Many years ago, I had a job as the assistant to a mid-level executive at Warner Bros. As a result, I spent a lot of time around people in the entertainment industry and learned firsthand how vain, petty and unscrupulous they can be.

A notable exception to this was my boss, Jack. Unlike most of our colleagues, Jack never played corporate politics, didn’t gossip and gave everyone he spoke with complete attention and respect. And he was kind. When I was passed over for a scholarship at a prestigious writing program called Breadloaf, Jack went out and bought a screwdriver and a loaf of bread, and left them on my desk to cheer me up. The joke itself (“screw Breadloaf”) wasn’t what seemed remarkable. Rather, I was touched that my boss — a man I wasn’t particularly close to — had gone to that much trouble to be supportive.

When I first started working for him, I was sure Jack would never get promoted. Though he was great at his job, it seemed impossible for anyone so ethical, so just plain nice, to ever really thrive in the entertainment field. But I was wrong.

Unlike many executives who connived their way to the top, Jack’s career took off because even the most jaded people knew they could trust him. He had no agenda and was impossible to dislike. Today, Jack is a highly successful writer and producer. I haven’t seen him for 20 years, but in Googling his name to write this column, I clicked on a number of Web sites containing comments about what a great guy he is.

Working with pool and spa companies two decades later, I’ve noticed a similar phenomenon. This industry has its share of enormous egos and shady practices, but with a few exceptions, those people don’t make it to the top. Almost every large builder or retailer I know also seems to be a genuinely decent human being.
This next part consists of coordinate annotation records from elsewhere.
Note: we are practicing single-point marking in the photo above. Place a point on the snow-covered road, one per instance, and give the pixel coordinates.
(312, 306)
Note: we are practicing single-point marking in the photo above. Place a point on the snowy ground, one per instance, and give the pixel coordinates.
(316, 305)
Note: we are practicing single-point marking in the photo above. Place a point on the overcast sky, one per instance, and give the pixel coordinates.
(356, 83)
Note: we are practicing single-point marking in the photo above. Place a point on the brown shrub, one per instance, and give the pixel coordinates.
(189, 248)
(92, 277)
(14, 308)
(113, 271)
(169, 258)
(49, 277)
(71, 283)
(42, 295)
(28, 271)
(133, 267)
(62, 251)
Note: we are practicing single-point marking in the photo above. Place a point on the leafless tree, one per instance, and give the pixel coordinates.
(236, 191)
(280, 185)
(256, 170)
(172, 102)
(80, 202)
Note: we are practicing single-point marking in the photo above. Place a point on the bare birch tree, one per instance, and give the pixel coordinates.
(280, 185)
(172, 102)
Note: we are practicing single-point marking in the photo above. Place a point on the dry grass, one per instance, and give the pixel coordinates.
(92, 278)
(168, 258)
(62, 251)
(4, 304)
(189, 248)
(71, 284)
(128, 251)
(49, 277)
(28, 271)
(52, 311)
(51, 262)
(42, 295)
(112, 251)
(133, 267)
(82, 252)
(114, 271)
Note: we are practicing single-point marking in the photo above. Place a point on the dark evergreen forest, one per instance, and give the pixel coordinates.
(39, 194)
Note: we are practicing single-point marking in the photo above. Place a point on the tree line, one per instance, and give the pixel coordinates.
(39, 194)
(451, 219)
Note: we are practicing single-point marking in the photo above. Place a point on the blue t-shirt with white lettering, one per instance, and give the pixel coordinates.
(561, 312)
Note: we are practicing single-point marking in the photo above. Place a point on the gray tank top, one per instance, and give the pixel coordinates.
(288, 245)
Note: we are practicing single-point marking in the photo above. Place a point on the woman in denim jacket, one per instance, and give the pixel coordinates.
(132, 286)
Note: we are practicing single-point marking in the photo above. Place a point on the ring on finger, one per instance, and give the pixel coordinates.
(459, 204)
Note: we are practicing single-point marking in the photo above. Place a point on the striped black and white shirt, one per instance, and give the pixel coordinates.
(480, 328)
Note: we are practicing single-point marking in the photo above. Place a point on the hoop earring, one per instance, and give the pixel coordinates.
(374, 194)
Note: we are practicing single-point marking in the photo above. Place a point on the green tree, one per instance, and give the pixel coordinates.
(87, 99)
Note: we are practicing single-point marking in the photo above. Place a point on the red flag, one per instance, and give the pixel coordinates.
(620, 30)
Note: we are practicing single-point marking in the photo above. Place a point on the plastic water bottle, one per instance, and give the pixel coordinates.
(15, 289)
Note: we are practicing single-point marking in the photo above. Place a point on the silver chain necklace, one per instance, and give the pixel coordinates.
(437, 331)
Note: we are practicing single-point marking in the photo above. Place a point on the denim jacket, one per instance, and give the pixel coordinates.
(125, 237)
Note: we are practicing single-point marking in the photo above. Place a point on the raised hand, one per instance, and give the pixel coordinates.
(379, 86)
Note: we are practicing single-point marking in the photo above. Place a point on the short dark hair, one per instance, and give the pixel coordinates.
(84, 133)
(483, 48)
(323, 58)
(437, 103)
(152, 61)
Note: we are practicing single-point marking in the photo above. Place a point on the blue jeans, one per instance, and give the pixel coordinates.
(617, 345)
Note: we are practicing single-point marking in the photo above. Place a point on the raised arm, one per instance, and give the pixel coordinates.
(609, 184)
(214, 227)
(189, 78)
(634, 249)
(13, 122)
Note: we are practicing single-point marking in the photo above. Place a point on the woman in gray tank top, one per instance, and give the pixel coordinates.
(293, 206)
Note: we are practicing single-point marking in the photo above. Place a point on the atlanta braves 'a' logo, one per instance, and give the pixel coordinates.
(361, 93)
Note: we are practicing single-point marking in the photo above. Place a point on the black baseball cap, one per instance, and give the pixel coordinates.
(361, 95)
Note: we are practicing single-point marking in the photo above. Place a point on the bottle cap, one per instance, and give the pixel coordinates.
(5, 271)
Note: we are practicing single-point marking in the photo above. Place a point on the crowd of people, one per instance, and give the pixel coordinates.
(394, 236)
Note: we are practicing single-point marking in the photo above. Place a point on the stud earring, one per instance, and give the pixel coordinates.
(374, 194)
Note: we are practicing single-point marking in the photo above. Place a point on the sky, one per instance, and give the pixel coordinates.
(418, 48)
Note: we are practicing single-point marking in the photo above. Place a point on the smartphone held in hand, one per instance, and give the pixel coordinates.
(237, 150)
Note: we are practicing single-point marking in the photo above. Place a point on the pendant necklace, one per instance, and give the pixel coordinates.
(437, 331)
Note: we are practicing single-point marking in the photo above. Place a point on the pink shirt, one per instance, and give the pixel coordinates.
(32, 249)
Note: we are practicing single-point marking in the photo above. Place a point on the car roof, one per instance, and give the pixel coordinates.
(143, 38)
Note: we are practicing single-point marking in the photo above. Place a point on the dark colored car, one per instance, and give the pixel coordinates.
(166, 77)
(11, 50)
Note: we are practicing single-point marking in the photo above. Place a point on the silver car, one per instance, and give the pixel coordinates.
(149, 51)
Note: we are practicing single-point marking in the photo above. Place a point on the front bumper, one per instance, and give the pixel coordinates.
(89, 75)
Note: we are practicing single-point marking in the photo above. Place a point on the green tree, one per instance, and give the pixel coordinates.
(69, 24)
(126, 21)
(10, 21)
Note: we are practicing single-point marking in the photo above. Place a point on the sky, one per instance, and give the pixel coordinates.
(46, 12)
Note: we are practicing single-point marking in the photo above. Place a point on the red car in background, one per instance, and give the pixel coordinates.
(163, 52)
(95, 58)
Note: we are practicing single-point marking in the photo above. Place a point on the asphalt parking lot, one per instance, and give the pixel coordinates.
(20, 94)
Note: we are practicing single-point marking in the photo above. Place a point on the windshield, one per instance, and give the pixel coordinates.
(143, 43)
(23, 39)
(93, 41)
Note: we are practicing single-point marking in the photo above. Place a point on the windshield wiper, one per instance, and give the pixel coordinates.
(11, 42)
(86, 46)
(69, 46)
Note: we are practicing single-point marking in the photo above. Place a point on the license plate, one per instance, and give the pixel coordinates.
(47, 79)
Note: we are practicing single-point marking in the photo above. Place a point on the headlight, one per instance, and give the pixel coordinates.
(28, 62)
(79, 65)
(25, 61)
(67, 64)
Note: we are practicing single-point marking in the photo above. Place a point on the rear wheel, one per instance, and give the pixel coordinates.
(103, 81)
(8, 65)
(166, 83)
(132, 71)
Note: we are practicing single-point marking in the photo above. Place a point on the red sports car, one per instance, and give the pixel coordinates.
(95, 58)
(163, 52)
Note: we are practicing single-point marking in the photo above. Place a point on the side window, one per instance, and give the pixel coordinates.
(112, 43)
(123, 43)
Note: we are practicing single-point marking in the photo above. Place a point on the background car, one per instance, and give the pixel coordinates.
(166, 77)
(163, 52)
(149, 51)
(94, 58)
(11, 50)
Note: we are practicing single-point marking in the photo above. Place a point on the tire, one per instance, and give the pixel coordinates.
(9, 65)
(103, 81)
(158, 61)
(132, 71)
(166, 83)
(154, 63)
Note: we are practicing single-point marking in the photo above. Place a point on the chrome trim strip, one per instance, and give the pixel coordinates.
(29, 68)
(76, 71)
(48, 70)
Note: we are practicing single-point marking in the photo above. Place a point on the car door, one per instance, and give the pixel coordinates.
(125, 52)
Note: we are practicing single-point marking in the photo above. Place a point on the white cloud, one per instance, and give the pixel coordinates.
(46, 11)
Many are active in their communities, help out staff members and participate in bettering the industry, not for selfish reasons but because they truly care.

It may sound naïve, but I believe that for business owners, kindness and good values are some of the predictors of success. Conversely, cutting corners, badmouthing the competition or inserting your own agenda into an industry debate may pay in the short term, but over time, those actions actually work against you.

Take the high road — the scenery is great and you’ll feel better for it.